Enviada em 28/08/2020

A famosa frase ‘‘olho por olho, dente por dente’’ pertence ao código de Hamurábi, o primeiro conjunto de leis da humanidade. Tal legislação permitia aos cidadãos babilônicos o direito à vingança e a fazer justiça com as próprias mãos. Apesar de tal prática não ser eficaz, muitos brasileiros cometem atos com essa natureza.
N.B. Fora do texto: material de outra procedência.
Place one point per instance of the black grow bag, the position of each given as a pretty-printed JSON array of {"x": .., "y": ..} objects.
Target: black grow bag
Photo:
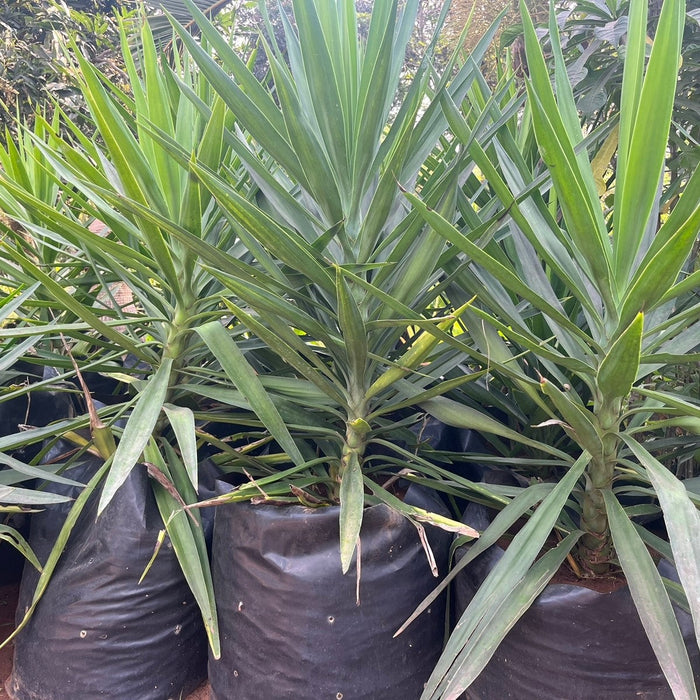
[
  {"x": 290, "y": 626},
  {"x": 97, "y": 633},
  {"x": 572, "y": 643}
]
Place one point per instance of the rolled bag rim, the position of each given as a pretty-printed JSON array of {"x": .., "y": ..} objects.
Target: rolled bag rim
[{"x": 324, "y": 623}]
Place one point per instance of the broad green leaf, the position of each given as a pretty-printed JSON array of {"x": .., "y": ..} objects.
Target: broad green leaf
[
  {"x": 187, "y": 539},
  {"x": 577, "y": 418},
  {"x": 504, "y": 520},
  {"x": 352, "y": 503},
  {"x": 28, "y": 497},
  {"x": 15, "y": 539},
  {"x": 354, "y": 336},
  {"x": 243, "y": 376},
  {"x": 55, "y": 554},
  {"x": 682, "y": 520},
  {"x": 416, "y": 353},
  {"x": 619, "y": 368},
  {"x": 651, "y": 600},
  {"x": 181, "y": 419},
  {"x": 492, "y": 630},
  {"x": 461, "y": 416},
  {"x": 480, "y": 628},
  {"x": 138, "y": 431},
  {"x": 645, "y": 144}
]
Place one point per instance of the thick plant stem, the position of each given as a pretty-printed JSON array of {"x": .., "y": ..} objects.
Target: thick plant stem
[{"x": 596, "y": 550}]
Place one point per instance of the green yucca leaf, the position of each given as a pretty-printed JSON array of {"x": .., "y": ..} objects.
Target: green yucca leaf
[
  {"x": 578, "y": 419},
  {"x": 187, "y": 539},
  {"x": 291, "y": 249},
  {"x": 245, "y": 379},
  {"x": 137, "y": 432},
  {"x": 619, "y": 368},
  {"x": 354, "y": 334},
  {"x": 284, "y": 341},
  {"x": 651, "y": 599},
  {"x": 464, "y": 657},
  {"x": 352, "y": 502},
  {"x": 572, "y": 176},
  {"x": 643, "y": 142},
  {"x": 682, "y": 521},
  {"x": 181, "y": 419}
]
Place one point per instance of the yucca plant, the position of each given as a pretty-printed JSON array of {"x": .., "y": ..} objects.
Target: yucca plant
[
  {"x": 81, "y": 250},
  {"x": 343, "y": 288},
  {"x": 579, "y": 307}
]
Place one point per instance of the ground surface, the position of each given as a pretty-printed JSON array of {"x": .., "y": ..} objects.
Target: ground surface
[{"x": 8, "y": 603}]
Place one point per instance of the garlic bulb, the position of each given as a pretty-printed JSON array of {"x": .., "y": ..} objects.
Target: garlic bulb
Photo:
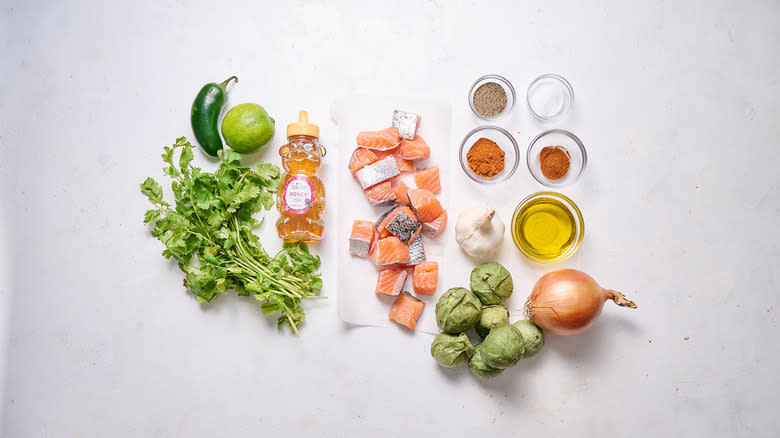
[{"x": 479, "y": 231}]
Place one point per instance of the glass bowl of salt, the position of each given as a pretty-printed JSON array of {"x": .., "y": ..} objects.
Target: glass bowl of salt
[{"x": 549, "y": 97}]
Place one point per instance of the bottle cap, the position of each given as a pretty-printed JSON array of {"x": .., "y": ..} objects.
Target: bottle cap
[{"x": 303, "y": 127}]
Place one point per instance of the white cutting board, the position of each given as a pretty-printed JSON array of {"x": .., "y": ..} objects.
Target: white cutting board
[{"x": 357, "y": 302}]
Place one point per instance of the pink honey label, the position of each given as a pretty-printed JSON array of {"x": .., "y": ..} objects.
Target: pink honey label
[{"x": 298, "y": 195}]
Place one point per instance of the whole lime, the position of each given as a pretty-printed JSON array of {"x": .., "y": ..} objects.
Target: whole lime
[{"x": 247, "y": 127}]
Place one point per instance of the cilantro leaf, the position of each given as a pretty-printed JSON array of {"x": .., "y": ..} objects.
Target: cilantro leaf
[{"x": 208, "y": 231}]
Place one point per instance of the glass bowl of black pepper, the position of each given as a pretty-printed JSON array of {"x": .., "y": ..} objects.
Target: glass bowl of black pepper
[
  {"x": 491, "y": 96},
  {"x": 489, "y": 154},
  {"x": 556, "y": 158}
]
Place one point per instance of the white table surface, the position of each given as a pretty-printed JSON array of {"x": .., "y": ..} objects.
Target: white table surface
[{"x": 677, "y": 102}]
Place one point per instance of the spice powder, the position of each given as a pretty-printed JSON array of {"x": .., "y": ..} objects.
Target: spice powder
[
  {"x": 554, "y": 161},
  {"x": 485, "y": 158},
  {"x": 489, "y": 99}
]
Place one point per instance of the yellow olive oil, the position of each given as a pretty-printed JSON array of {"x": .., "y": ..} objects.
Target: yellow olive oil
[{"x": 545, "y": 229}]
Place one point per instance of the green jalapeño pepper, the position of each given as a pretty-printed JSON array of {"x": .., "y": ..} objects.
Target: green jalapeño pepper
[{"x": 206, "y": 109}]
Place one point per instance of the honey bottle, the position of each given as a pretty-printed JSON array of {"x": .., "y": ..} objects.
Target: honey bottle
[{"x": 301, "y": 196}]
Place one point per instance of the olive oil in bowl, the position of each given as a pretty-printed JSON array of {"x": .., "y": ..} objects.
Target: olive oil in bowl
[{"x": 547, "y": 227}]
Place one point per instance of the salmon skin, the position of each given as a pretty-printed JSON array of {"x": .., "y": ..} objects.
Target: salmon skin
[
  {"x": 390, "y": 281},
  {"x": 425, "y": 278},
  {"x": 375, "y": 173},
  {"x": 415, "y": 149},
  {"x": 403, "y": 225},
  {"x": 362, "y": 238},
  {"x": 389, "y": 251},
  {"x": 361, "y": 157},
  {"x": 435, "y": 228},
  {"x": 428, "y": 179},
  {"x": 381, "y": 194},
  {"x": 383, "y": 140},
  {"x": 381, "y": 224},
  {"x": 406, "y": 123},
  {"x": 406, "y": 310},
  {"x": 416, "y": 251}
]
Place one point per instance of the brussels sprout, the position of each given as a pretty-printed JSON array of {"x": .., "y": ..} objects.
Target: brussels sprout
[
  {"x": 491, "y": 316},
  {"x": 502, "y": 347},
  {"x": 491, "y": 282},
  {"x": 479, "y": 368},
  {"x": 533, "y": 337},
  {"x": 450, "y": 350},
  {"x": 457, "y": 310}
]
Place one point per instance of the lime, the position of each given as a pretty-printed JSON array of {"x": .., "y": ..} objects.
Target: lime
[{"x": 247, "y": 127}]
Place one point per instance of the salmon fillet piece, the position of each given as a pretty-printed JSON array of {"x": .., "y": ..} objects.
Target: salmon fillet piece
[
  {"x": 390, "y": 281},
  {"x": 416, "y": 149},
  {"x": 400, "y": 193},
  {"x": 425, "y": 204},
  {"x": 435, "y": 228},
  {"x": 404, "y": 166},
  {"x": 362, "y": 238},
  {"x": 381, "y": 194},
  {"x": 389, "y": 251},
  {"x": 425, "y": 278},
  {"x": 383, "y": 140},
  {"x": 428, "y": 179},
  {"x": 406, "y": 310},
  {"x": 361, "y": 157}
]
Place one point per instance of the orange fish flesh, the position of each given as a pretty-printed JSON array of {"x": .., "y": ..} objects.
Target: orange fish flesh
[
  {"x": 425, "y": 278},
  {"x": 406, "y": 310}
]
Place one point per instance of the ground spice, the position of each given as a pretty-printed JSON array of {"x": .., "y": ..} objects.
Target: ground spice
[
  {"x": 485, "y": 158},
  {"x": 554, "y": 161},
  {"x": 489, "y": 99}
]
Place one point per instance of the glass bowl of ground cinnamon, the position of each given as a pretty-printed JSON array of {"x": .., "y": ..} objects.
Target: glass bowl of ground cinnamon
[
  {"x": 489, "y": 154},
  {"x": 556, "y": 158}
]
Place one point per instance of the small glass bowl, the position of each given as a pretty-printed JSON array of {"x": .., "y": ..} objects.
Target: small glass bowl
[
  {"x": 578, "y": 157},
  {"x": 573, "y": 243},
  {"x": 549, "y": 97},
  {"x": 503, "y": 139},
  {"x": 505, "y": 84}
]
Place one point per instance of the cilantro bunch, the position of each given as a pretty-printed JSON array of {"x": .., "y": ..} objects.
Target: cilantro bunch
[{"x": 208, "y": 231}]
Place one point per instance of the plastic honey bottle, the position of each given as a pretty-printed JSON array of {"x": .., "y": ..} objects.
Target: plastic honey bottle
[{"x": 301, "y": 196}]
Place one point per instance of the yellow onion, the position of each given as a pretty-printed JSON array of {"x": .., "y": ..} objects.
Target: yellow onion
[{"x": 567, "y": 301}]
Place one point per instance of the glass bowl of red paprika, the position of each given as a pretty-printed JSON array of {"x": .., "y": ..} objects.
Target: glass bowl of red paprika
[
  {"x": 556, "y": 158},
  {"x": 489, "y": 154}
]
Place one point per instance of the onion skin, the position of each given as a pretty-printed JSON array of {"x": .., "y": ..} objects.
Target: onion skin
[{"x": 567, "y": 301}]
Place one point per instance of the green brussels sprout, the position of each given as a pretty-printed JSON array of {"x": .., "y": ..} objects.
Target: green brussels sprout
[
  {"x": 491, "y": 316},
  {"x": 533, "y": 337},
  {"x": 450, "y": 350},
  {"x": 457, "y": 310},
  {"x": 479, "y": 368},
  {"x": 502, "y": 347},
  {"x": 491, "y": 282}
]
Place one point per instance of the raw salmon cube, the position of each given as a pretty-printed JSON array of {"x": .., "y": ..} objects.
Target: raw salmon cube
[
  {"x": 425, "y": 278},
  {"x": 390, "y": 281},
  {"x": 389, "y": 251},
  {"x": 362, "y": 238},
  {"x": 381, "y": 194},
  {"x": 406, "y": 310},
  {"x": 425, "y": 205},
  {"x": 416, "y": 149},
  {"x": 428, "y": 179}
]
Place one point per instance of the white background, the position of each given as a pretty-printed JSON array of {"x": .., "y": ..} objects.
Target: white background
[{"x": 677, "y": 102}]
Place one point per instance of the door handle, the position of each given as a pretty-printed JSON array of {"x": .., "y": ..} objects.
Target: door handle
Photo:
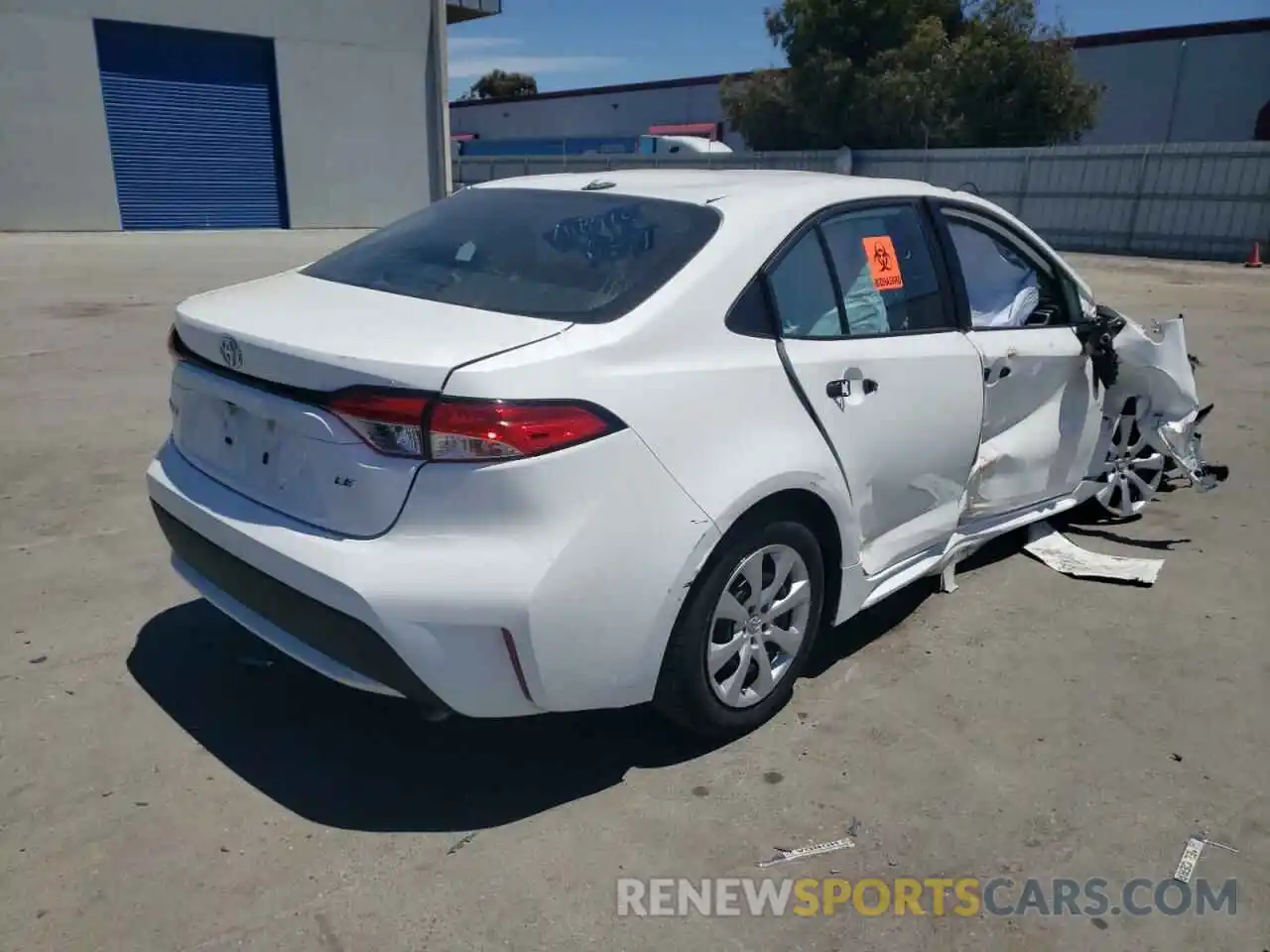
[{"x": 839, "y": 389}]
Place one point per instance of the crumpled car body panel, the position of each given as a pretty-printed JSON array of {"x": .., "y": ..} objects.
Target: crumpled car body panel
[{"x": 1156, "y": 368}]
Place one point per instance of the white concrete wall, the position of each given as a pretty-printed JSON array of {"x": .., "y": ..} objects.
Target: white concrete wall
[
  {"x": 361, "y": 89},
  {"x": 1224, "y": 82},
  {"x": 353, "y": 134},
  {"x": 55, "y": 154}
]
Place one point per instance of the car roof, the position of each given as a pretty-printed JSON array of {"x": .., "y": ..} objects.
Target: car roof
[{"x": 748, "y": 186}]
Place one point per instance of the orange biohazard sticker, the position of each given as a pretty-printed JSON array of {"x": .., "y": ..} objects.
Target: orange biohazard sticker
[{"x": 883, "y": 263}]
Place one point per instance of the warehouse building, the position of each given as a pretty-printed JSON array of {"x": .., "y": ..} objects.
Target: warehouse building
[
  {"x": 1205, "y": 82},
  {"x": 235, "y": 113}
]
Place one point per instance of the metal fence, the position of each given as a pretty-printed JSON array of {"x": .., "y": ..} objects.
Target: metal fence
[{"x": 1203, "y": 199}]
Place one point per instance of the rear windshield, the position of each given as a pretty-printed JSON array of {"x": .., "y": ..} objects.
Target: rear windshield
[{"x": 568, "y": 255}]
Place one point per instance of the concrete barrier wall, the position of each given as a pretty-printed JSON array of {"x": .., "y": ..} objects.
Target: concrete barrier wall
[{"x": 1193, "y": 199}]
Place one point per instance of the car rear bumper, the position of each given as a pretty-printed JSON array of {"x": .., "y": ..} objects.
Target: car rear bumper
[{"x": 548, "y": 611}]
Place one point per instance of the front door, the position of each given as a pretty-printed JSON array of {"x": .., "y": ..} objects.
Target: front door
[
  {"x": 871, "y": 339},
  {"x": 1042, "y": 405}
]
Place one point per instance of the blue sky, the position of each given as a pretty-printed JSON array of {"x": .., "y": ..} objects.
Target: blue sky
[{"x": 571, "y": 44}]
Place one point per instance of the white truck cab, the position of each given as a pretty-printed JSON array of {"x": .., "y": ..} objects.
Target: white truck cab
[{"x": 685, "y": 146}]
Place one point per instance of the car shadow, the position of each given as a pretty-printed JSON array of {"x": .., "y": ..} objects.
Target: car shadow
[{"x": 354, "y": 761}]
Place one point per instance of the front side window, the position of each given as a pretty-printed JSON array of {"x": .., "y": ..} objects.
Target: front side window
[
  {"x": 544, "y": 253},
  {"x": 1003, "y": 286}
]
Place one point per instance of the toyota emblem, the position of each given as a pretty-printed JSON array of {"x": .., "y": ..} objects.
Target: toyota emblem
[{"x": 231, "y": 353}]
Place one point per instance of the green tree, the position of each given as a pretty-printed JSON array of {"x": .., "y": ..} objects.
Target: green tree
[
  {"x": 893, "y": 73},
  {"x": 498, "y": 84}
]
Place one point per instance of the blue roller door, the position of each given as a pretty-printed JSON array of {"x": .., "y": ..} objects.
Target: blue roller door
[{"x": 191, "y": 118}]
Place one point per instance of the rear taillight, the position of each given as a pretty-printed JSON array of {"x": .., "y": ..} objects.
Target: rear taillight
[
  {"x": 389, "y": 422},
  {"x": 493, "y": 429},
  {"x": 467, "y": 430}
]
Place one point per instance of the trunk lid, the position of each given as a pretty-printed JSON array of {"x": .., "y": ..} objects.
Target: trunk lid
[{"x": 248, "y": 411}]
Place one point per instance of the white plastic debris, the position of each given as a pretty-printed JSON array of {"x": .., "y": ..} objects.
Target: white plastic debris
[
  {"x": 1062, "y": 555},
  {"x": 789, "y": 856},
  {"x": 1191, "y": 858}
]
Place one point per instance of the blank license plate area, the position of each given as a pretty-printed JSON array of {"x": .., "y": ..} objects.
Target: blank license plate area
[{"x": 234, "y": 443}]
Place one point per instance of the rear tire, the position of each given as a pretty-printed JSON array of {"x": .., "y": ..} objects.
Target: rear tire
[{"x": 746, "y": 630}]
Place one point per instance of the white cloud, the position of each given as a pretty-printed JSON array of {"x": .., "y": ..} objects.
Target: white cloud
[
  {"x": 460, "y": 45},
  {"x": 471, "y": 58}
]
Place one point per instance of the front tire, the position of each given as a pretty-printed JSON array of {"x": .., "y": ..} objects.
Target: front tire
[{"x": 744, "y": 633}]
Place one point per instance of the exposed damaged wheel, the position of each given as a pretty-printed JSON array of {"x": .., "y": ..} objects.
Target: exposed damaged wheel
[
  {"x": 1133, "y": 470},
  {"x": 744, "y": 633}
]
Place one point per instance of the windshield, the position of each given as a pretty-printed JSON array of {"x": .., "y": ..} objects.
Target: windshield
[{"x": 567, "y": 255}]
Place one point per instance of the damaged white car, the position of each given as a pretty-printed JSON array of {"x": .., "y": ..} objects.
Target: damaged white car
[{"x": 563, "y": 443}]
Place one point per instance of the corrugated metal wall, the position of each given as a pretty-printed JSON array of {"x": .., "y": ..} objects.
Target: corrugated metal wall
[{"x": 1207, "y": 199}]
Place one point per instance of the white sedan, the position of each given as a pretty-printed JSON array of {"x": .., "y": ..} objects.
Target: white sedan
[{"x": 562, "y": 443}]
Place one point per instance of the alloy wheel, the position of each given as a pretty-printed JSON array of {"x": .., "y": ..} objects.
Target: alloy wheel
[{"x": 758, "y": 625}]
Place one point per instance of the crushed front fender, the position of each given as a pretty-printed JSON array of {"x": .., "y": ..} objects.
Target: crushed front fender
[{"x": 1156, "y": 368}]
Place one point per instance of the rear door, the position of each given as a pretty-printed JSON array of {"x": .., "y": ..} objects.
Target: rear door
[
  {"x": 1043, "y": 409},
  {"x": 869, "y": 327}
]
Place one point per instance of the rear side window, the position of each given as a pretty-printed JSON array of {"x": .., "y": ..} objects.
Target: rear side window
[
  {"x": 887, "y": 272},
  {"x": 568, "y": 255}
]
Dessa forma, percebe-se a banalização do serviço de segurança e, também, aumento da violência.

Em 2017, um jovem teve a frase ‘‘Eu sou ladrão e vacilão’’ tatuada em sua testa após ser flagrado roubando desodorantes em uma mercearia de São Paulo. O dono do estabelecimento assemelha-se a muitos brasileiros que sentem se no direito de linchar ou torturar algum infrator ao invés de comunicar a polícia, muitas vezes por não acreditarem que o julgamento não será correto. Atos com esse cunho,  além de desrespeitar o ser humano que cometeu o crime -o qual tem o direito de ser julgado segundo o código penal brasileiro- também corroboram para a banalização do serviço de segurança, órgão adequado para execução das leis.

Outro ponto a ser analisado é o aumento da violência como consequência de ações que pretendem fazer justiça com as próprias mãos, ou ainda como vingança. Desse modo, convém citar o ditado latim atribuído ao filosofo Rousseau ‘‘o homem é o lobo do homem’’, o qual explica que os seres humanos podem fazer mal a si mesmos sem procurar uma resolução justa, correta e civilizada para seu problema. Logo, a brutalidade e a hostilidade aumentam cada vez mais na sociedade. De cordo com o índice de violência nacional do portal G1, em abril de 2020 houve 3950 assassinatos, um aumento de 8% em relação ao ultimo ano.

Em suma, percebe-se que atitudes motivadas pela sede de vingança apenas prejudicam a sociedade. Logo, faz-se necessário o Ministério da Justiça destine recursos e contrate mais funcionários para que a polícia, responsável pela segurança nas comunidades brasileiras, possa realizar se trabalho de forma eficaz e agir de forma efetiva perante os crimes. Dessa maneira, espera-se que os cidadãos brasileiros não sejam como os babilônicos e, ainda, possam construir uma sociedade segura.